A cold coming we had of it,
Just the worst time of the year
For a journey, and such a long journey:
The ways deep and the weather sharp,
The very dead of winter.

There was nothing practical about the Magi’s journey from Persia. They crossed half the ancient world on the whisper of a hope that they might gaze upon the face of a king, a Savior, promised in centuries-old prophecies. They could only guess at their end point, following a star to Bethlehem. In Eliot’s depiction, the narrator speaks of plodding “ways deep” and “weather sharp.” Rather than sleeping in, he recalls “sleeping in snatches,” and instead of cheerful carols, he heard “singing in our ears, saying/That this was all folly.” You’re really traveling all that way to see someone who may not exist? Good luck. We can be sure they would have met with at least as much discouragement today, perhaps even from our own lips. 

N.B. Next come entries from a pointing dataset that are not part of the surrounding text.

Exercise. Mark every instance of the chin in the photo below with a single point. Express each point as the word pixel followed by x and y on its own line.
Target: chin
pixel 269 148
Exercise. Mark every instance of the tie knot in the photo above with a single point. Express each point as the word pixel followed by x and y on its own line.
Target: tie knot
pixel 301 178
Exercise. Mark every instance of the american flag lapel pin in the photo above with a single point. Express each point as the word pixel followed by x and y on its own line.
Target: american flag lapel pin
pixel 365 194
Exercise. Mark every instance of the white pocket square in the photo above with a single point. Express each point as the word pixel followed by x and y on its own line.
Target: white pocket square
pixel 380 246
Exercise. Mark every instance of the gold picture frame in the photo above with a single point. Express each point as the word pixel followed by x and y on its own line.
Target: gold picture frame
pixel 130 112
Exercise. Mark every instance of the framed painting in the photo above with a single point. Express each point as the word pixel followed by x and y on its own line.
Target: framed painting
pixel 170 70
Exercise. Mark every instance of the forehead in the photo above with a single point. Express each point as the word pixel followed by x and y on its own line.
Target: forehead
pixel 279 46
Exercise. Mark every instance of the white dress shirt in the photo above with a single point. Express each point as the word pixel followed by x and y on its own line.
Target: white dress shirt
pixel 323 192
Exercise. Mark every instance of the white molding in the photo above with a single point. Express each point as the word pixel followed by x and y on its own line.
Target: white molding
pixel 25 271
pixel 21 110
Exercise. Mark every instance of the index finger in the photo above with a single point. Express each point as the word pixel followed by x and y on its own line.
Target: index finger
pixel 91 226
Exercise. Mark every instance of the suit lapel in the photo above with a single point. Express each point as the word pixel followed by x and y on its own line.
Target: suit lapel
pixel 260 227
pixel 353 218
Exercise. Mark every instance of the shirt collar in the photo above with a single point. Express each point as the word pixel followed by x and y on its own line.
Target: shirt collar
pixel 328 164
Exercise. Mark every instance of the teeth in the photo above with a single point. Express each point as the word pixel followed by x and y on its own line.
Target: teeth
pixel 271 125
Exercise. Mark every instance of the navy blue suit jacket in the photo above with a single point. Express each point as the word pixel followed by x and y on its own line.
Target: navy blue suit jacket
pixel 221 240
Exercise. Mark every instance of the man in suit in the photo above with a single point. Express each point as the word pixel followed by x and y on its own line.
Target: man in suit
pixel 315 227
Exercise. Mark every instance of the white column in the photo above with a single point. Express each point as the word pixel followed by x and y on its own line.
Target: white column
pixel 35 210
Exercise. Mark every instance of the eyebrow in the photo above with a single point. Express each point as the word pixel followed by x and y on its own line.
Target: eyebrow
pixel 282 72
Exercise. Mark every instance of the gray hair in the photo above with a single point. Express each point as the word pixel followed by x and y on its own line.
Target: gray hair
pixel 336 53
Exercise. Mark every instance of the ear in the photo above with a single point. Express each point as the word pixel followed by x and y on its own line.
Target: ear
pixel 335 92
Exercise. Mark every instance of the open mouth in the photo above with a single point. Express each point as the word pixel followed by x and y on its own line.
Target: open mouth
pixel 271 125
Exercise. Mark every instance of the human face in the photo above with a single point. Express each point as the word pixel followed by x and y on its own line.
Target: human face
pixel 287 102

As the poem concludes, Eliot’s tone becomes persistent, sharp: “…But set down/This set down/This: were we led all that way for/Birth or Death?” There was certainly birth, but this birth was “hard and bitter agony for us, like Death, our death.” Here, Eliot’s king seems to speak of Christ’s ultimate crucifixion, but also of the king’s own baptism, the bitter death of the old self and the glorious birth of the new. “I had seen birth and death,/But had thought they were different,” he writes. This birth brings both heartache and joy to the Christian who knows its meaning. 

This is the beauty of Christmas for the Christian. It is a day of joy that comes only through tribulation—the Magi’s journey, Mary’s labor, and the birth of one who would ultimately die. It is a meaning that becomes visible only when we gaze upon Christ himself: life requires death. Joy comes not from comfort, but from sacrifice. 

The Incarnation announces a spirit quite different from the one that stays home on the sabbath, and home on Christmas. The realest things in this life may also be the least practical. Certainly, they are never easy. But these trials are a comfort to us; these deaths bring life. It is fitting that in our remembrance, we take on some small discomfort ourselves and show up in the pews. 

For myself, “I should be glad of another death.”